Hacker News new | ask | show | jobs
by dannyw 6 days ago
Yeah, I'm really not sure what the point of this paper is. Every non-toy environment does prefix caching.
1 comments

Yes, but presumably the authors are suggesting broader application than just caching a system prompt.

The paper's approach should work well if (a) you can calculate KV(A || B) as a function of KV(A) and KV(B) independently, (b) you can identify which documents A1, A2, A3, ... are used commonly enough to be worth caching, and (c) it is cheaper to buy and sell KV(A) on a market than to compute KV(A) when it is needed. Given the size of KV(A) I am not sure that (c) will become true even if people solve the open research problem represented by (a) and accept the state-of-the-art trade-offs known for (b).

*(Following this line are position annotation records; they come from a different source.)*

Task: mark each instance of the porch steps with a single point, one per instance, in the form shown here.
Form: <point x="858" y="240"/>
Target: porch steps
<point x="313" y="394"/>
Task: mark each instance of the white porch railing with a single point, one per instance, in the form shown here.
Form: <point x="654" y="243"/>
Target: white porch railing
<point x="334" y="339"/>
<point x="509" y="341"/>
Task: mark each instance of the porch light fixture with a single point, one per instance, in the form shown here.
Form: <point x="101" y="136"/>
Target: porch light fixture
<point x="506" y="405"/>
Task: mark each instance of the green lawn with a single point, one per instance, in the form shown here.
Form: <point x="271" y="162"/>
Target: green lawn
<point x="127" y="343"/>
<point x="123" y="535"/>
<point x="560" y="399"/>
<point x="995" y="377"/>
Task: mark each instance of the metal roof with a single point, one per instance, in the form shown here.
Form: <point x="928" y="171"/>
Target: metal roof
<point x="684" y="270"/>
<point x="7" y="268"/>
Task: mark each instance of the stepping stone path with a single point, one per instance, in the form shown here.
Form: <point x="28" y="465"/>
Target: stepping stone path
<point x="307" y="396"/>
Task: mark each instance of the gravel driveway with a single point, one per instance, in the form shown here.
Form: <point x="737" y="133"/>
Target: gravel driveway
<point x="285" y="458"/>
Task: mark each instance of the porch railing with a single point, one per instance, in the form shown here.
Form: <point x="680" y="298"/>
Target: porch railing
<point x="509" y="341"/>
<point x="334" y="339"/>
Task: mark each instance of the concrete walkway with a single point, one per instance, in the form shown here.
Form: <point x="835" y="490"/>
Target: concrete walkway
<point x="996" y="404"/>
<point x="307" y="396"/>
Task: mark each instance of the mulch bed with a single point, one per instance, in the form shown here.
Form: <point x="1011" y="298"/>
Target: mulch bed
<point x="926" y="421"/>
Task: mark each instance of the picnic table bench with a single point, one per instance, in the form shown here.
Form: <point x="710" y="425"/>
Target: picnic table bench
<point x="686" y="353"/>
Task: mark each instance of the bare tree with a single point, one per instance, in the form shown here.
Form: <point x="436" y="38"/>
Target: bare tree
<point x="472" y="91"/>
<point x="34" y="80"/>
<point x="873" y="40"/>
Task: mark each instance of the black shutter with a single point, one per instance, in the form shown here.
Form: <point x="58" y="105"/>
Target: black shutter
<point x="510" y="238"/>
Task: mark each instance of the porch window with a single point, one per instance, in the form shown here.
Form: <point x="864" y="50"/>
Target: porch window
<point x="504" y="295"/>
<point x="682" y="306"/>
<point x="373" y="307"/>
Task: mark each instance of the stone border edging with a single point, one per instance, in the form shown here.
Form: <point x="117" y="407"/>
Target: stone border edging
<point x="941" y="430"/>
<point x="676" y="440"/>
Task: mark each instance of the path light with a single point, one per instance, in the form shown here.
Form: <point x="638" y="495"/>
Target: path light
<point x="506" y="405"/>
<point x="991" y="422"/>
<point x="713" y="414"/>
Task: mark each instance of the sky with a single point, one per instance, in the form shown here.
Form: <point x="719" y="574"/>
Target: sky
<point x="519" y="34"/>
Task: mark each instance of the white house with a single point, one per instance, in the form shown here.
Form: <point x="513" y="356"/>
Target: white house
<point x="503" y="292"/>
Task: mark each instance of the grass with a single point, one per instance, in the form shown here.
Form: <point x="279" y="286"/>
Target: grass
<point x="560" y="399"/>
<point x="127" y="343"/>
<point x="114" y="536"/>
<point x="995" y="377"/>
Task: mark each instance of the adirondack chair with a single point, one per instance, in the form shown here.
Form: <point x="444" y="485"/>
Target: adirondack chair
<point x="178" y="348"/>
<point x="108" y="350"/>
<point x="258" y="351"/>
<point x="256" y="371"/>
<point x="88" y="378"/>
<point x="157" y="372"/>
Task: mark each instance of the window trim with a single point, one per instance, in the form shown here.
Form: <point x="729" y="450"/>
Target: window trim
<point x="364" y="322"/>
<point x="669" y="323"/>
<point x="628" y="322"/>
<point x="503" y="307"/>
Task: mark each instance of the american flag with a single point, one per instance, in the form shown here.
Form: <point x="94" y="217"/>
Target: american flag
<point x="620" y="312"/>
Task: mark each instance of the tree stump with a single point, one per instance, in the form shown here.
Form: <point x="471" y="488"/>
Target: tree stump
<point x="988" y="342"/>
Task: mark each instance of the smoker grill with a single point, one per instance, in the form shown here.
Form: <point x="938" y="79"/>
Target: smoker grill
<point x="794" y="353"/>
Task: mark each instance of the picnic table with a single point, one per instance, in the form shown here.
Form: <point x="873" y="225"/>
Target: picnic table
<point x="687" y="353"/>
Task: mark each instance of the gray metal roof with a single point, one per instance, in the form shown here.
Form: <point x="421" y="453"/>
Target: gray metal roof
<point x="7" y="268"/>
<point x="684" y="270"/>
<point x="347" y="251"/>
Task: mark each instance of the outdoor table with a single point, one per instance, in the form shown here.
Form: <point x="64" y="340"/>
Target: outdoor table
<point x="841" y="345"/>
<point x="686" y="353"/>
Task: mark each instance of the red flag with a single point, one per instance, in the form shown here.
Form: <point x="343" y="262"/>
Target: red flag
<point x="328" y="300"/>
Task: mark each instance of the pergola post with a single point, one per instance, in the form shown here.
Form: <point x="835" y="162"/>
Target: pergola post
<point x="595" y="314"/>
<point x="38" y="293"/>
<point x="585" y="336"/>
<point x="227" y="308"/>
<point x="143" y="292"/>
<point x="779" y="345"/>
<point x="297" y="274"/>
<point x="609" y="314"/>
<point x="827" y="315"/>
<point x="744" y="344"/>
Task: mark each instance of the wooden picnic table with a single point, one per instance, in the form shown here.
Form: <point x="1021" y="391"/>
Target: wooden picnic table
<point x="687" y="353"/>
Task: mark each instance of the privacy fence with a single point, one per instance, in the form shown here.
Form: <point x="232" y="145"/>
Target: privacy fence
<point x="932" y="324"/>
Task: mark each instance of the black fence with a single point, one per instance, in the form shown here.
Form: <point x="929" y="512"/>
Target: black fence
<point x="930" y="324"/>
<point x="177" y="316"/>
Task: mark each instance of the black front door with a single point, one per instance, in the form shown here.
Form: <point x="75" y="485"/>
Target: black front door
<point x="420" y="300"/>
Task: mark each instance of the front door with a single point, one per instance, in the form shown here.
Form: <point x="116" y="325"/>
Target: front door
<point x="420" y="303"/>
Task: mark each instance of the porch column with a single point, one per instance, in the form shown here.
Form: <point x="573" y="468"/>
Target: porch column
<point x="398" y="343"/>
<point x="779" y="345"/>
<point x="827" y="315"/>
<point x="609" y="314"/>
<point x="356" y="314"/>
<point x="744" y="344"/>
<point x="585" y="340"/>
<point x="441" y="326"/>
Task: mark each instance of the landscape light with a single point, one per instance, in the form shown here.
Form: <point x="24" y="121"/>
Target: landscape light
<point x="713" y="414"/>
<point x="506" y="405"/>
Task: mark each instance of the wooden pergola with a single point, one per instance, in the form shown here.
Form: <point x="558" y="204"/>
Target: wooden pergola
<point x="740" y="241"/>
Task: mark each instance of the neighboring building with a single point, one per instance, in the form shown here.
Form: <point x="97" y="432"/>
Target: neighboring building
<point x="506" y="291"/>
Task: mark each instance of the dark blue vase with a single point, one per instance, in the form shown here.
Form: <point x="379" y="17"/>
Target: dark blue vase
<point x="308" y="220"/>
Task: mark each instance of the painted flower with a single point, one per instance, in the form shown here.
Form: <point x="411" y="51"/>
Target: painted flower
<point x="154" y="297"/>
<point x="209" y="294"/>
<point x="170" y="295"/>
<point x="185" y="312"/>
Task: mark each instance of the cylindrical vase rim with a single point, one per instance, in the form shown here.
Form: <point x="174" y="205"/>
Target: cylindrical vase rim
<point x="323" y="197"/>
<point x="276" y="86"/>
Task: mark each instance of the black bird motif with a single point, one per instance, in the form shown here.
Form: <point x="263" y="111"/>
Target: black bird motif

> Yes, but presumably the authors are suggesting broader application than just caching a system prompt

The authors of the OP paper "Can I Buy Your KV Cache?" explicitly disregard anything involving KV not rooted at 0:

>> We deliberately study the simplest, safe form: a document treated as a shared prefix, with continuations appended after it

So no, I really think it's just prefix caching. That's actually far from the weirdest thing about that paper: they go on to "prove" that decoding from cached prefill gets the same result as prefilling and decoding on the same content, which... yes. That is how computation works.

Also, the thing they describe already exists: you pay your provider for their cache implementation as part of your token ingress costs. What is that if not paying for cached KV?